There are health data elements that are structured and coded and if these are needed by the secondary-use then these are generally left in place. Even with structured and coded values there needs to be a reason why the secondary-use requires the data as some structured and coded values can also be used to identify populations. The best case is to have the resulting data-set with multiple subjects statistically examined to identify if there is any segmentation that is too small in the data set. There are data elements that are NOT structured or coded (e.g. text comments) these are always simply removed as there is no way to be sure the data doesn't include identifiers.

This leaves a set of data elements that are 'Indirect Identifiers', that is they can be used by someone that is motivated and has the funds to re-identify the data. A great example of this was shown by Latanya Sweeney from CMU using simply: Date-of-Birth, Current ZIP Code, and Sex. (see below). So, for these data elements we go into a negotiation between the security/privacy folk that want to simply remove these elements and the secondary-use that possibly want them. In many cases we find that we can delete these elements as they are not critical to the secondary-use. In other cases we use some form of fuzziness algorithm to change them a little but within tolerance of the secondary-use. For things like ZIP Code, this can be done by removing the last two digits. This generally keeps the data as identified to a specific region but doesn’t point at a community. Dates (e.g. Date-of-onset, date-of-examination, date-of-treatment, etc) are an important part of this. For dates we have many algorithms we can use but each one has a drawback so it is important to pick the best one for the secondary-use: we can drop the day-of-the-month, we can adjust to days-since-birth, we can adjust-all-dates-by-a-random-but-consistent-to-the-patient, etc… The algorithm used is very specific to the secondary-use, for example a secondary-use that is trying to determine the outcome of a natural disaster needs to be able to associate the onset of a problem with time since the disaster.
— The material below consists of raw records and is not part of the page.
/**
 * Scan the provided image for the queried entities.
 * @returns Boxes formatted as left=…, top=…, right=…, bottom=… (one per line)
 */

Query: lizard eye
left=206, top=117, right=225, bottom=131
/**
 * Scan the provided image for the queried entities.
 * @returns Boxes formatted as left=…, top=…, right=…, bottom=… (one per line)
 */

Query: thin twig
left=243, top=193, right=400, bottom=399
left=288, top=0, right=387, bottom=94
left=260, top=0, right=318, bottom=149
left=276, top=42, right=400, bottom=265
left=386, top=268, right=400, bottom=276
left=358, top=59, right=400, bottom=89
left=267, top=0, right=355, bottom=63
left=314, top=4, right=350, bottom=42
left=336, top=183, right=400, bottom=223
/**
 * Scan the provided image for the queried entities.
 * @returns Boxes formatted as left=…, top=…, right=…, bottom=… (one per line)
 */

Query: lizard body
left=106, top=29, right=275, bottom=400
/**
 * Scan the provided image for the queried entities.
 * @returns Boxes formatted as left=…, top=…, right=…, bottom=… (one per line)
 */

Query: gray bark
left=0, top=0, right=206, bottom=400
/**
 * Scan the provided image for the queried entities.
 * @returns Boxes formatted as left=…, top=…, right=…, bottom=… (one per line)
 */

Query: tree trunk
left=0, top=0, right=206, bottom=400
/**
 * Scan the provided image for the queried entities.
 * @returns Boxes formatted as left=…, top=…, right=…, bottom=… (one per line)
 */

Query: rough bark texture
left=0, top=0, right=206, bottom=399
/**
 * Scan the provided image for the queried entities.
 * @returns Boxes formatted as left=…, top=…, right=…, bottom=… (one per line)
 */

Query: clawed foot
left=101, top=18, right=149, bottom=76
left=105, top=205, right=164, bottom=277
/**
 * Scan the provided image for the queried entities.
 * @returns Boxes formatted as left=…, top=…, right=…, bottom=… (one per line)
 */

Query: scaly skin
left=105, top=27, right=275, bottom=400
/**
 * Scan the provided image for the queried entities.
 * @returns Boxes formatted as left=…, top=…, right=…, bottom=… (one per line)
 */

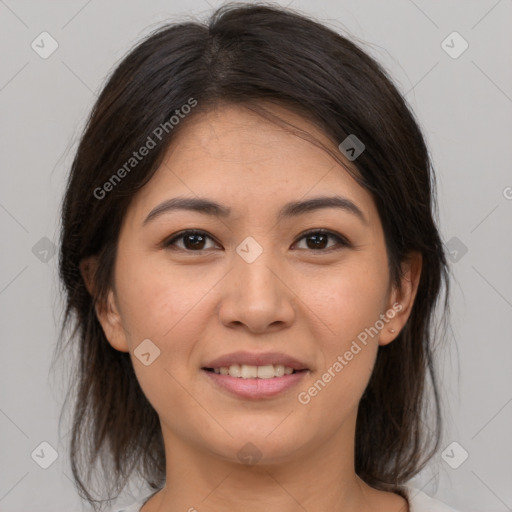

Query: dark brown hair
left=57, top=4, right=449, bottom=506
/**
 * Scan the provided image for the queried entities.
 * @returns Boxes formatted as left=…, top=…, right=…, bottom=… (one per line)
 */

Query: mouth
left=203, top=364, right=306, bottom=379
left=201, top=364, right=309, bottom=400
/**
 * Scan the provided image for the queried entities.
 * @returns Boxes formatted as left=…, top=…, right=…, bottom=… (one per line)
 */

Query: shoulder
left=107, top=491, right=155, bottom=512
left=405, top=487, right=458, bottom=512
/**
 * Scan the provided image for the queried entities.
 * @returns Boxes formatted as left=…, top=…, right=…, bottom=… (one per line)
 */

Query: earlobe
left=96, top=290, right=129, bottom=352
left=80, top=256, right=129, bottom=352
left=379, top=252, right=422, bottom=346
left=79, top=256, right=98, bottom=297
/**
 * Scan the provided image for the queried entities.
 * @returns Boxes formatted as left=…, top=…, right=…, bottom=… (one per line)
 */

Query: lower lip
left=202, top=370, right=308, bottom=400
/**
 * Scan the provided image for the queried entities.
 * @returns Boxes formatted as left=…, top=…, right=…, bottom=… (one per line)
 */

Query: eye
left=292, top=229, right=350, bottom=252
left=164, top=229, right=351, bottom=252
left=164, top=229, right=218, bottom=252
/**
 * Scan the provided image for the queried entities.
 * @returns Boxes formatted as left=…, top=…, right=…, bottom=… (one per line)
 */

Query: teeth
left=213, top=364, right=300, bottom=379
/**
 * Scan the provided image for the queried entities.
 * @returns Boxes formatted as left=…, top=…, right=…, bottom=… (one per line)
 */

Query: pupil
left=185, top=234, right=204, bottom=249
left=308, top=234, right=327, bottom=249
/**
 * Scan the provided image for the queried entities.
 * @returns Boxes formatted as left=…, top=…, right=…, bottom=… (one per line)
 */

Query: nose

So, what works for one secondary-use, will most likely be useless to another secondary-use.This is why HITSP has multiple ‘anonymization’ constructs (i.e. C25 - Anonymize (for Biosurveillance and Quality), C87 - Anonymize Public Health Case Reporting Data, C88 - Anonymize Immunizations and Response Management Data) and why the T24 - Pseudonymize construct doesn’t define the algorithm for the pseudonym. These become context specific.

What is minimally necessary to identify an individual? All you need is Date-of-Birth, Current Zip Code, and sex. See the following. EPIC article that included 2 cases of failure

January 2007; Interesting article by Bruce Schneier Why Anonymity doesn't work - Anonymity and the Netflix Dataset with some really good pointers to other articles.

ISO/TS 25237:2008 - Health informatics -- Pseudonymization

DICOM Supplement 55 is a great reference for DICOM objects. This text has been incorporated into the DICOM standard, but I provide reference to the supplement as it is easier to point at and is self contained.


  1. There is also DICOM Supplement 142 ( in preparation. It provides more specific recommendations for use when involved in clinical trials. Clinical trials require double-blinding for scientific reasons, reverse tracability for regulatory and safety reasons, and must still preserve the data needed to analyze the drug or procedure.